The Florida Baptist Witness reported Thursday (May 5) about a study to be released later this month by The Southern Baptist Journal of Theology. Its author is Thom S. Rainer, dean of the seminary’s Billy Graham School of Missions, Evangelism and Church Growth in Louisville, Ky., who says the denomination is in an “evangelistic crisis” despite the conservative resurgence that began in the denomination in 1979.


“An honest evaluation of the data leads us to but one conclusion,” Rainer writes in “A Resurgence Not Yet Realized: Evangelistic Effectiveness in the Southern Baptist Convention since 1979.”

“The conservative resurgence has not resulted in a more evangelistic denomination. Indeed, the Southern Baptist Convention is less evangelistic today than it was in the years preceding the conservative resurgence.”

By his count, one person was baptized for every 19 members of SBC churches in 1950. In 1978, that ratio increased to 36 to 1 and by 2003 _ the number reached 43 to 1, despite the desire for a lower ratio.

Rainer says the denomination is “evangelistically anemic” because most baptisms take place in relatively few of its congregations.
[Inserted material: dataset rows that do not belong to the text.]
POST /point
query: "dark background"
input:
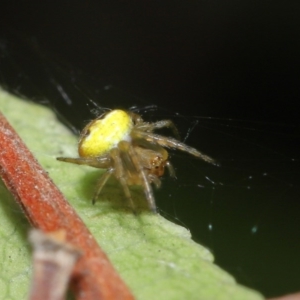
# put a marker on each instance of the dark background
(229, 68)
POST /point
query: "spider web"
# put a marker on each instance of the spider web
(246, 210)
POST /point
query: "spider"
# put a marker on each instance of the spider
(127, 147)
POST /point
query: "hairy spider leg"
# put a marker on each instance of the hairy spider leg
(100, 184)
(170, 143)
(158, 125)
(119, 172)
(144, 178)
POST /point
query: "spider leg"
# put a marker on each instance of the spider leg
(120, 173)
(96, 162)
(171, 169)
(144, 178)
(158, 125)
(155, 180)
(101, 183)
(171, 143)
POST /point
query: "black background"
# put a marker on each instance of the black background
(227, 60)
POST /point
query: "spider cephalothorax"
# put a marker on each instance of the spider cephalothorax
(127, 147)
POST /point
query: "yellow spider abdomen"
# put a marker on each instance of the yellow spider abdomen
(103, 134)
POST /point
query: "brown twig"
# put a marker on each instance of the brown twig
(53, 262)
(45, 207)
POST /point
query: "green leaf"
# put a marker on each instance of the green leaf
(156, 258)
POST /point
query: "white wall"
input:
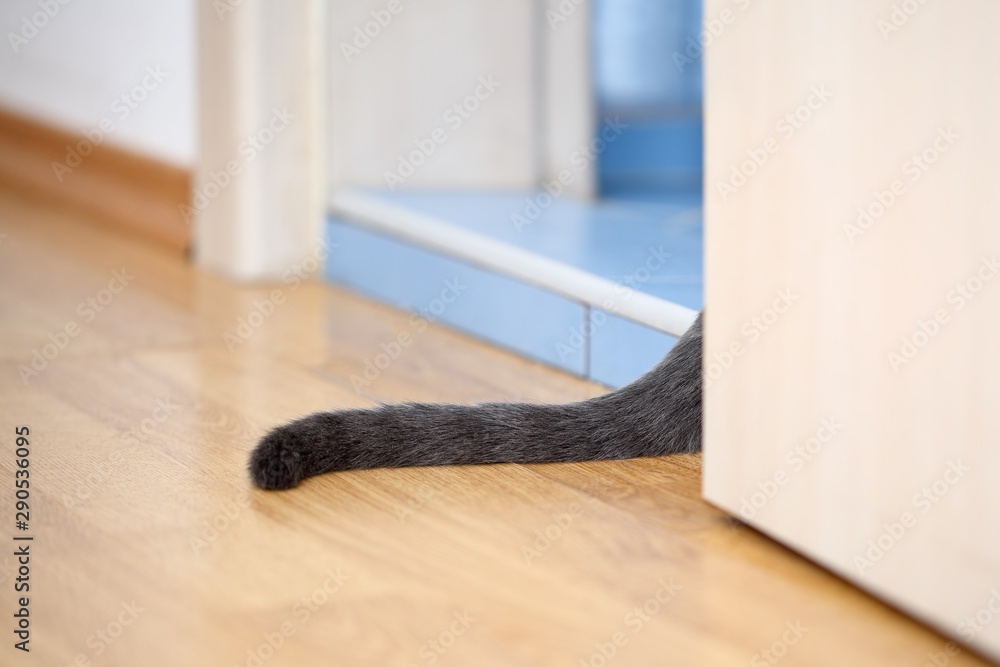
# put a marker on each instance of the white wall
(73, 70)
(403, 81)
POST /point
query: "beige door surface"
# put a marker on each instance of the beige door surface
(852, 207)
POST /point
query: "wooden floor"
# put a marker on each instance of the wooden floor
(150, 547)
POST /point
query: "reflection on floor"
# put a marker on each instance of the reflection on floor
(147, 533)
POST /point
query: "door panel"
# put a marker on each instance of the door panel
(853, 323)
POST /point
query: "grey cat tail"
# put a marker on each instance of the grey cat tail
(658, 414)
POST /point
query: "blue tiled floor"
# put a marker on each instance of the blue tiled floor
(651, 243)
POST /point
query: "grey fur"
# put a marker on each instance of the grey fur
(658, 414)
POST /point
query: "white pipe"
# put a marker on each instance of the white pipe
(480, 250)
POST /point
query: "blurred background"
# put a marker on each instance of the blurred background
(469, 113)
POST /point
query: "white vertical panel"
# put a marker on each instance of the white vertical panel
(258, 194)
(398, 69)
(882, 467)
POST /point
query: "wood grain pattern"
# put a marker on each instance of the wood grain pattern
(140, 430)
(112, 185)
(851, 269)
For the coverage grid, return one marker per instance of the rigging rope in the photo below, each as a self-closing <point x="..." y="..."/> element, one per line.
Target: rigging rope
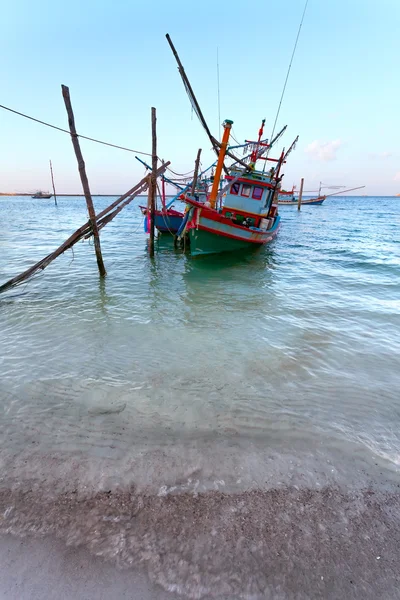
<point x="69" y="133"/>
<point x="288" y="72"/>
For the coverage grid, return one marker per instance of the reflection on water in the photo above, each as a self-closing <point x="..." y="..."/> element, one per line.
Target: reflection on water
<point x="280" y="368"/>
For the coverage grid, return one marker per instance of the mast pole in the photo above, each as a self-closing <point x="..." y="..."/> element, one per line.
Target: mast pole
<point x="84" y="180"/>
<point x="217" y="177"/>
<point x="196" y="172"/>
<point x="52" y="181"/>
<point x="300" y="194"/>
<point x="153" y="179"/>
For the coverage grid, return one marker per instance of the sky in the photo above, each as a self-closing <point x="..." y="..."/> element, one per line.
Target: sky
<point x="342" y="97"/>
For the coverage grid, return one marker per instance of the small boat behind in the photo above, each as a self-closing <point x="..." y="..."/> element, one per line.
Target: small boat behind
<point x="292" y="201"/>
<point x="42" y="195"/>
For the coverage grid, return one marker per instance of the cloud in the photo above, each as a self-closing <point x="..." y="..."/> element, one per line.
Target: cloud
<point x="380" y="155"/>
<point x="323" y="150"/>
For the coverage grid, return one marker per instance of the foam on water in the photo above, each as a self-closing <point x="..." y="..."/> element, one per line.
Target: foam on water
<point x="151" y="416"/>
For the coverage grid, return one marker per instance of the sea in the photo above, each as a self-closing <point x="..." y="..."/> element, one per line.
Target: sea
<point x="228" y="424"/>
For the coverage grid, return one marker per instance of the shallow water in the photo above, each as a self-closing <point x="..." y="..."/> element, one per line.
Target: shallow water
<point x="275" y="371"/>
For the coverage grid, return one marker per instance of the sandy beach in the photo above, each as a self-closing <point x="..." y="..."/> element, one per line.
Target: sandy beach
<point x="281" y="544"/>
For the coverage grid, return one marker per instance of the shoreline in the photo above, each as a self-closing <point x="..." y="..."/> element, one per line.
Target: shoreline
<point x="286" y="544"/>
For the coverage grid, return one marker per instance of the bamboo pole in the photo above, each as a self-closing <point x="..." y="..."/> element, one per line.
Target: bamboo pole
<point x="84" y="179"/>
<point x="153" y="178"/>
<point x="196" y="172"/>
<point x="300" y="194"/>
<point x="83" y="232"/>
<point x="52" y="181"/>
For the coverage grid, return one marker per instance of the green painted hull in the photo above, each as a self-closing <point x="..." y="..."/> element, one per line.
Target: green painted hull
<point x="204" y="242"/>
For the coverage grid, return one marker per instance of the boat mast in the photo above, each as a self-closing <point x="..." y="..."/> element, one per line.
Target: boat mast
<point x="227" y="124"/>
<point x="254" y="155"/>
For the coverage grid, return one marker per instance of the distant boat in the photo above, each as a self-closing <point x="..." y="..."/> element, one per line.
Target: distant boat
<point x="284" y="199"/>
<point x="42" y="195"/>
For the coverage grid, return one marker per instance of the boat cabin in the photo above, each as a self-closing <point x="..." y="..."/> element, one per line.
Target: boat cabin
<point x="249" y="198"/>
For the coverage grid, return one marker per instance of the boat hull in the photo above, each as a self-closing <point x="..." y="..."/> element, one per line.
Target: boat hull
<point x="167" y="221"/>
<point x="211" y="237"/>
<point x="311" y="202"/>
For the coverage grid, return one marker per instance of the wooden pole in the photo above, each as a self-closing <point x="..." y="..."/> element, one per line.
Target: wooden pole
<point x="84" y="232"/>
<point x="153" y="178"/>
<point x="52" y="181"/>
<point x="300" y="194"/>
<point x="196" y="172"/>
<point x="84" y="180"/>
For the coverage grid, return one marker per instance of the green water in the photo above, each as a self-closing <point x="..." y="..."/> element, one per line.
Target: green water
<point x="182" y="375"/>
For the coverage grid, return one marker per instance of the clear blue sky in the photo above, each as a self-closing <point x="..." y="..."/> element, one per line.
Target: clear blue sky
<point x="342" y="97"/>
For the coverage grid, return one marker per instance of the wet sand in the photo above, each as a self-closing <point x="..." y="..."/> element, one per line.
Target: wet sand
<point x="280" y="544"/>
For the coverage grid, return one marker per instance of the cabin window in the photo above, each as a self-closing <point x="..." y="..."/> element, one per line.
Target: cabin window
<point x="257" y="193"/>
<point x="246" y="189"/>
<point x="235" y="188"/>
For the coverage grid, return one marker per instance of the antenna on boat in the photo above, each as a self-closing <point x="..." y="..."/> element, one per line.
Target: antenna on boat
<point x="288" y="71"/>
<point x="290" y="66"/>
<point x="189" y="90"/>
<point x="219" y="97"/>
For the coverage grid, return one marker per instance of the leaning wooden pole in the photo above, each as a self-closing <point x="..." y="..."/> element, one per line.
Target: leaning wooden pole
<point x="84" y="180"/>
<point x="153" y="178"/>
<point x="52" y="181"/>
<point x="84" y="232"/>
<point x="300" y="194"/>
<point x="196" y="172"/>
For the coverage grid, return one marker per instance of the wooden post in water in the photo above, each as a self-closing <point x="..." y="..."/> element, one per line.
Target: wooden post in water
<point x="300" y="194"/>
<point x="196" y="172"/>
<point x="52" y="181"/>
<point x="153" y="178"/>
<point x="84" y="180"/>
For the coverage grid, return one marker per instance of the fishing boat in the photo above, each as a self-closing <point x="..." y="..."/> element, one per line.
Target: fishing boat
<point x="288" y="199"/>
<point x="42" y="195"/>
<point x="167" y="219"/>
<point x="245" y="214"/>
He recommended that pastors repent “for their lack of evangelistic zeal” and suggested increased research and training to improve evangelism efforts.

The scholar believes the baptism statistics would have dropped even further if there had not been a reformation in the 16.2 million-member denomination.

_ Adelle M. Banks

Quote of the Week: Lawyer A.P. Pishevar

(RNS) “Christ is not speaking to the press at this time.”

_ Attorney A.P. Pishevar, speaking to the Associated Press about his client, a man born as Peter Robert Phillips Jr., who has had trouble getting a driver’s license in West Virginia with his new name, Jesus Christ.